Dall’altra parte l’opposizione montenegrina, che difende il mantenimento dello stato comune della Serbia e Montenegro, ha inviato una lettera all’Alto rappresentante della Unione europea Javier Solana e alla Commissione di Venezia, con la quale sostiene che il referendum sull’indipendenza montenegrina non è necessario, che provoca soltanto il rallentamento del processo d’integrazione della Serbia e Montenegro e che non esistono le condizioni per organizzarlo.
Nella lettera l’opposizione ha ribadito che in un’adeguata preparazione giuridica del referendum le questioni cruciali dovrebbero riguardare, prima di tutto, il diritto al voto, ovvero chi dei cittadini montenegrini avrà il diritto di votare. Secondo l’opposizione lo dovrebbero avere anche i cittadini montenegrini che vivono in Serbia. L’altra questione importante sarebbe la maggioranza qualificata perché il referendum possa essere ritenuto valido.
Secondo quanto riporta il settimanale montenegrino “Monitor” del 28 ottobre scorso, la Commissione di Venezia si sta occupando di queste questioni importanti già dal luglio scorso.

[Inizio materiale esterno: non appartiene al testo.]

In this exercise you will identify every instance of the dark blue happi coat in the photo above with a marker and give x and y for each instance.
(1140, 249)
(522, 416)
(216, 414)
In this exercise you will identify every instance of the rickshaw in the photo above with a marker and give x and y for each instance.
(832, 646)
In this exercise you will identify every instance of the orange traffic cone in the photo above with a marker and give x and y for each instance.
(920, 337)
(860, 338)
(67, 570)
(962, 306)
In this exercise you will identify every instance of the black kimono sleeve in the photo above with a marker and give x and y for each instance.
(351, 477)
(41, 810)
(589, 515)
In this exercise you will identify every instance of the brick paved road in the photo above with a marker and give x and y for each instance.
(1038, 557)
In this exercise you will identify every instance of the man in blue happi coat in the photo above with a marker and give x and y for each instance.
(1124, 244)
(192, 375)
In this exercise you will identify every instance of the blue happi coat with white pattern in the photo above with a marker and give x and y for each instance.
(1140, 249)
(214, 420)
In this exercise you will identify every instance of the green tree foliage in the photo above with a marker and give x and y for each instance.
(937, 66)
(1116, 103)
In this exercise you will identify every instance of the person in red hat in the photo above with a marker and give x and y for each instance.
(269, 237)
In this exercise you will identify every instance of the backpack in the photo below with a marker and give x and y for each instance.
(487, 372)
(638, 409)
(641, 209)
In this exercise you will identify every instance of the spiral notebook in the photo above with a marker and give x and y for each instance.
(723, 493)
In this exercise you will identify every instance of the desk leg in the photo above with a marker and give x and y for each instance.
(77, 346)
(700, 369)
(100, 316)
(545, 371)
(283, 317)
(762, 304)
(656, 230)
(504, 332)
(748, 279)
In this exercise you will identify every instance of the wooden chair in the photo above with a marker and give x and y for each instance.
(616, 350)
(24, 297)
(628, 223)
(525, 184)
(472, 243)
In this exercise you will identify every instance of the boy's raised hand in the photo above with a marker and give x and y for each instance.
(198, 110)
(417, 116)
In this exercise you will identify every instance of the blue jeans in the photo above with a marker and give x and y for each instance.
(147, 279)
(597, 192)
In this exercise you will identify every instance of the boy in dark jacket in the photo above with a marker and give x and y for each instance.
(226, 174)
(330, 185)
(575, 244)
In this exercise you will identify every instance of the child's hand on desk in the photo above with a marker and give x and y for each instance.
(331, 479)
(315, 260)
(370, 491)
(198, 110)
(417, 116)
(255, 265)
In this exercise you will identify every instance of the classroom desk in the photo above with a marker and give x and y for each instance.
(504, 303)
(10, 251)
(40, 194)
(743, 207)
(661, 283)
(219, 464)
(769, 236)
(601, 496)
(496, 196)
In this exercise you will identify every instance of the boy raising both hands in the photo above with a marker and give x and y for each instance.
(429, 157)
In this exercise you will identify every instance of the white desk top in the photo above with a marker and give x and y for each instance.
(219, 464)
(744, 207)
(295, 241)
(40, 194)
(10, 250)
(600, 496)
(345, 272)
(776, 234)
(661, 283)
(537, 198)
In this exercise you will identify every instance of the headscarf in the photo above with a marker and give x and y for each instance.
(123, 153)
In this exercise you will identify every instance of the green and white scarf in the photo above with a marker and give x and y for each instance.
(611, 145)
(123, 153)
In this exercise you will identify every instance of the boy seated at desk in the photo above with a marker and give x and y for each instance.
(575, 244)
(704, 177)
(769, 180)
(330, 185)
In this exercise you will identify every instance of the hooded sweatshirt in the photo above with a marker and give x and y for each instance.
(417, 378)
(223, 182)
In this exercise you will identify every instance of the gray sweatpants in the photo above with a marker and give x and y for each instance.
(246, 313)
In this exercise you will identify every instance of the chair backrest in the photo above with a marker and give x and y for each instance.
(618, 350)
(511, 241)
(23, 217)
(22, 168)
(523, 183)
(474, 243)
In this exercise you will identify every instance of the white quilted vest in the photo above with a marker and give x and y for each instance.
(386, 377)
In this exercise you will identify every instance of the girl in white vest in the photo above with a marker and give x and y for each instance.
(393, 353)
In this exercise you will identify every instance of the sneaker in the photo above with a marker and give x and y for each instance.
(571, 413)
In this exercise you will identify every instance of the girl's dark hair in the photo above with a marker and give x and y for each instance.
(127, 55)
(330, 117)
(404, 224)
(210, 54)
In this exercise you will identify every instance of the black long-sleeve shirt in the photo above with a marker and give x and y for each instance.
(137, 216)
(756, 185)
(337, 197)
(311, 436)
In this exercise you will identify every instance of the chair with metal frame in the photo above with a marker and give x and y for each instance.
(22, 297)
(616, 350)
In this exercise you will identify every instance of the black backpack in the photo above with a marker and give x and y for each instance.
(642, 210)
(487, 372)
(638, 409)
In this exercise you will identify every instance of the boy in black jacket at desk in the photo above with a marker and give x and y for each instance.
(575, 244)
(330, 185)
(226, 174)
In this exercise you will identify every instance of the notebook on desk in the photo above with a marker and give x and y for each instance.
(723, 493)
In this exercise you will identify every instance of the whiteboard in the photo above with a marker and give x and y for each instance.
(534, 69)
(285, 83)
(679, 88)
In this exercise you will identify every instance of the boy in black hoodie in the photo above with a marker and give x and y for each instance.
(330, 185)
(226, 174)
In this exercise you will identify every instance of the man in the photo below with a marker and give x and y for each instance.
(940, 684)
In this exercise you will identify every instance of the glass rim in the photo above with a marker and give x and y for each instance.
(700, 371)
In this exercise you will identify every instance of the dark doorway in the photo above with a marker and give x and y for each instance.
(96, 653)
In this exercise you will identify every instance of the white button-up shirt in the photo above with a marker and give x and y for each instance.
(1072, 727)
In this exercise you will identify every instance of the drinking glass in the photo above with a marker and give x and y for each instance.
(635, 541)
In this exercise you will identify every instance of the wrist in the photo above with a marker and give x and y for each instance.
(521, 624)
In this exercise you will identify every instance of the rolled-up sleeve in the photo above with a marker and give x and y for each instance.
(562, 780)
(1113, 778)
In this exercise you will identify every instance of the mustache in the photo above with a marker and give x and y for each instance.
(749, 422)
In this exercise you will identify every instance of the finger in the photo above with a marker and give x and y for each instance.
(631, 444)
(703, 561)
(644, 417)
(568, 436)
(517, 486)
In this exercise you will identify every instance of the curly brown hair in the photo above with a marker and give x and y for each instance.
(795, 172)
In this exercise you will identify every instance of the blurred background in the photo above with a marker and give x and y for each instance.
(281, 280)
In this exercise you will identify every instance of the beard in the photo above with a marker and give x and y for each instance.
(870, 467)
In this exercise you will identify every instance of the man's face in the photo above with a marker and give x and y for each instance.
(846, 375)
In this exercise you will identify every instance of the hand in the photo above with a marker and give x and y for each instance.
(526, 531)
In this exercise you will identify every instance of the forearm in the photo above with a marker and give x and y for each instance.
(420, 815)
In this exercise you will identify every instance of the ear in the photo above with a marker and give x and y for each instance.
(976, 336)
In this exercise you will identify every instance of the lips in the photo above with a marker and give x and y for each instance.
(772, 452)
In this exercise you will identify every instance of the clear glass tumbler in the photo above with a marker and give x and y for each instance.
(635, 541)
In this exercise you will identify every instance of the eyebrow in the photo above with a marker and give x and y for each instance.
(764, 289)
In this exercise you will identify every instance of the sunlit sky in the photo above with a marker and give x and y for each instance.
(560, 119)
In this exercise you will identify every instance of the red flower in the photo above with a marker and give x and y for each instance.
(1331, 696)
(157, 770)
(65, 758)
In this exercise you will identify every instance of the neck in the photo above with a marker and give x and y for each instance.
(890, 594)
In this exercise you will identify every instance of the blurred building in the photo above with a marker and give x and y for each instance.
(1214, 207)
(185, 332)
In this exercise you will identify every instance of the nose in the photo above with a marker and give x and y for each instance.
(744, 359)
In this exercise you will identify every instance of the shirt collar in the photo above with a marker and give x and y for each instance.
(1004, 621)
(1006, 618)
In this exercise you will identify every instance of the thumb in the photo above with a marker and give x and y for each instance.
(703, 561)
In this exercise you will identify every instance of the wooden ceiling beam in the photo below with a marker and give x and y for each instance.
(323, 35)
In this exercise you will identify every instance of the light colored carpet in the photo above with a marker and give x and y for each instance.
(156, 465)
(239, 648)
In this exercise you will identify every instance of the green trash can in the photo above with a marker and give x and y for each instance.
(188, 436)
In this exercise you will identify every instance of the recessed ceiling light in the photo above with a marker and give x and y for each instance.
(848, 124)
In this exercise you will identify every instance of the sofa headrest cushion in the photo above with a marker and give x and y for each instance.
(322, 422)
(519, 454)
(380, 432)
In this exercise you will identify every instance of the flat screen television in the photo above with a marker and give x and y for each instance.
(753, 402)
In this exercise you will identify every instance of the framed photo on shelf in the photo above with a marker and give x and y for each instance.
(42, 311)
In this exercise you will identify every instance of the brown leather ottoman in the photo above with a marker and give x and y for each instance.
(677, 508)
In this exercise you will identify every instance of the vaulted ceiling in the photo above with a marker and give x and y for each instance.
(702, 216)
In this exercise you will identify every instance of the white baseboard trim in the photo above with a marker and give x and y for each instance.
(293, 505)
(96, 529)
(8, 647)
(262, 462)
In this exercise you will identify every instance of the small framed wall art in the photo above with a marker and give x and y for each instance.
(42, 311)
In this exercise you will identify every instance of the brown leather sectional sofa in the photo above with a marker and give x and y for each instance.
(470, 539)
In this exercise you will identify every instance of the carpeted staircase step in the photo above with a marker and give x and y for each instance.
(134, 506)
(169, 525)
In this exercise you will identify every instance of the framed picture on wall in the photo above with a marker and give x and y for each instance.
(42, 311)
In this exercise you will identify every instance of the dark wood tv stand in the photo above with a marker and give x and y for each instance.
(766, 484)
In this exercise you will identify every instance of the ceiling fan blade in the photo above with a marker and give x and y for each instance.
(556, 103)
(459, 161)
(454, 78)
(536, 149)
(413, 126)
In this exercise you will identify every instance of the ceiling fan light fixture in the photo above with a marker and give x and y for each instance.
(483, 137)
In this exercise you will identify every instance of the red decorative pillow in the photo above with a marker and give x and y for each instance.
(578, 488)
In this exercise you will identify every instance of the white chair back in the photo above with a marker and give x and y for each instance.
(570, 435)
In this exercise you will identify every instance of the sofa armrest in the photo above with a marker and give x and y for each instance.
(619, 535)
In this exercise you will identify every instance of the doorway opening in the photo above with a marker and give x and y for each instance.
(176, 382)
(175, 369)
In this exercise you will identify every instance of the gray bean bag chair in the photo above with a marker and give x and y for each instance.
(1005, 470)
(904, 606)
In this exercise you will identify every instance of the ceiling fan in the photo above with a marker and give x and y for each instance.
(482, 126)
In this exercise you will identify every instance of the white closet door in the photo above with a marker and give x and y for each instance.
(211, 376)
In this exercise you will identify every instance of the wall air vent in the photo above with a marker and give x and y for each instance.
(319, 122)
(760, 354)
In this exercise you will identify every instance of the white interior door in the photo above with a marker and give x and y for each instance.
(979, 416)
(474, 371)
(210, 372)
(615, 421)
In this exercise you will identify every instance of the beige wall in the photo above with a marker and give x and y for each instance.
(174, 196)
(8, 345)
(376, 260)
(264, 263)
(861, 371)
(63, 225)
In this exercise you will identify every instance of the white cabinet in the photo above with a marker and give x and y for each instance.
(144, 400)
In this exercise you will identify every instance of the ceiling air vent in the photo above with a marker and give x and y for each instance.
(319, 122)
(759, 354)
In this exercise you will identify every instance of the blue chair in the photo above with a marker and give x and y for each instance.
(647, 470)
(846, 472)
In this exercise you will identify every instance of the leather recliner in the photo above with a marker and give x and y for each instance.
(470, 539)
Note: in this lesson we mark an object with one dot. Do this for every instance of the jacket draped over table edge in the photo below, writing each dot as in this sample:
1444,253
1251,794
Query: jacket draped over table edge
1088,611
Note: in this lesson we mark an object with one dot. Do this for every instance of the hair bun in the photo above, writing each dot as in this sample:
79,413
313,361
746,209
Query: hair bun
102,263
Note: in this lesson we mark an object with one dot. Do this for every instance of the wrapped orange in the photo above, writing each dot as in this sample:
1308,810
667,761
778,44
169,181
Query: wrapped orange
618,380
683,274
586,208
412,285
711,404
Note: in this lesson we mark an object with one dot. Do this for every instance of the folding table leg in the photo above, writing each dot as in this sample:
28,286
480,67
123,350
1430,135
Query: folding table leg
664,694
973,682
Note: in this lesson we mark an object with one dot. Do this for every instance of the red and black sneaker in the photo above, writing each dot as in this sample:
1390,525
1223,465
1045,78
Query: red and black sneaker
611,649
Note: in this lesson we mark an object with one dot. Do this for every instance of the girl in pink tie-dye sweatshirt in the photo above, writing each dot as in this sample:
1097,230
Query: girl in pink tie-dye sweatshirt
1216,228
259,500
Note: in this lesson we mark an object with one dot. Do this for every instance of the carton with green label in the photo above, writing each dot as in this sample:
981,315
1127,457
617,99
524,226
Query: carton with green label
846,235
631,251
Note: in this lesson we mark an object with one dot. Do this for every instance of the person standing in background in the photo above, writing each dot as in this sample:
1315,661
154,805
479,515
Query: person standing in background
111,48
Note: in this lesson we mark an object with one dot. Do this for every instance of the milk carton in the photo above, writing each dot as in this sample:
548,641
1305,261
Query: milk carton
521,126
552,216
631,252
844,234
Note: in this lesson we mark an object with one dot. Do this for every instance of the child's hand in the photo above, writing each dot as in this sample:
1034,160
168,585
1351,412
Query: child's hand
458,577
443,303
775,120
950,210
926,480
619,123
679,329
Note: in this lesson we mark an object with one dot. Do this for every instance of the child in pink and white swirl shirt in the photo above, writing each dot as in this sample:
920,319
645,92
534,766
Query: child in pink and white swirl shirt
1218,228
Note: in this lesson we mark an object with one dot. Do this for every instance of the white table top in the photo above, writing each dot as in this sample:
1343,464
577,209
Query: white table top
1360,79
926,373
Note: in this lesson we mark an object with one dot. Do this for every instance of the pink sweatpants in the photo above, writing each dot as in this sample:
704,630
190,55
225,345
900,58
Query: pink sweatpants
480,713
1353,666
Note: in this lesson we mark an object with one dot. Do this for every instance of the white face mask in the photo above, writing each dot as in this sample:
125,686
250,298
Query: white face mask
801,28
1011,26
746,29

Drasko Djuranovic, giornalista di “Monitor”, spiega che la Commissione di Venezia si è già espressa sulla prima questione nel 2001 dichiarando che il diritto al voto lo dovrebbero avere soltanto i cittadini montenegrini presenti sulle liste elettorali.
Sull’altra questione, quattro anni fa la Commissione non aveva una posizione ferma e determinata, ma aveva soltanto raccomandato “la maggioranza qualificata di modo che il risultato referendario possa essere accettato ampiamente, evitando così destabilizzazioni.” Secondo Djuranovic è molto probabile che la Commissione di Venezia, nella seduta del dicembre prossimo, determini la maggioranza qualificata come necessità invece che come semplice raccomandazione.
Per quanto riguarda le leggi europee sul referendum sembra che non ci siano delle regole universali, ma che ogni Paese abbia le proprie.
La più severa è quella della Svezia, la quale prevede il quorum del 40% dei voti, di tutti i votanti, a favore del referendum.
Inoltre, “Monitor” scrive che sarebbe inconsueto se la Commissione di Venezia raccomandasse la percentuale della maggioranza qualificata, perché non l’ha mai fatto prima d’ora.
A metà dicembre la Commissione di Venezia dovrebbe esprimersi sulla conformità della normativa referendaria montenegrina con gli standard europei. Nel frattempo il Montenegro rimane in una situazione molto difficile e delicata che, secondo i sondaggi, ha spaccato a metà il Paese.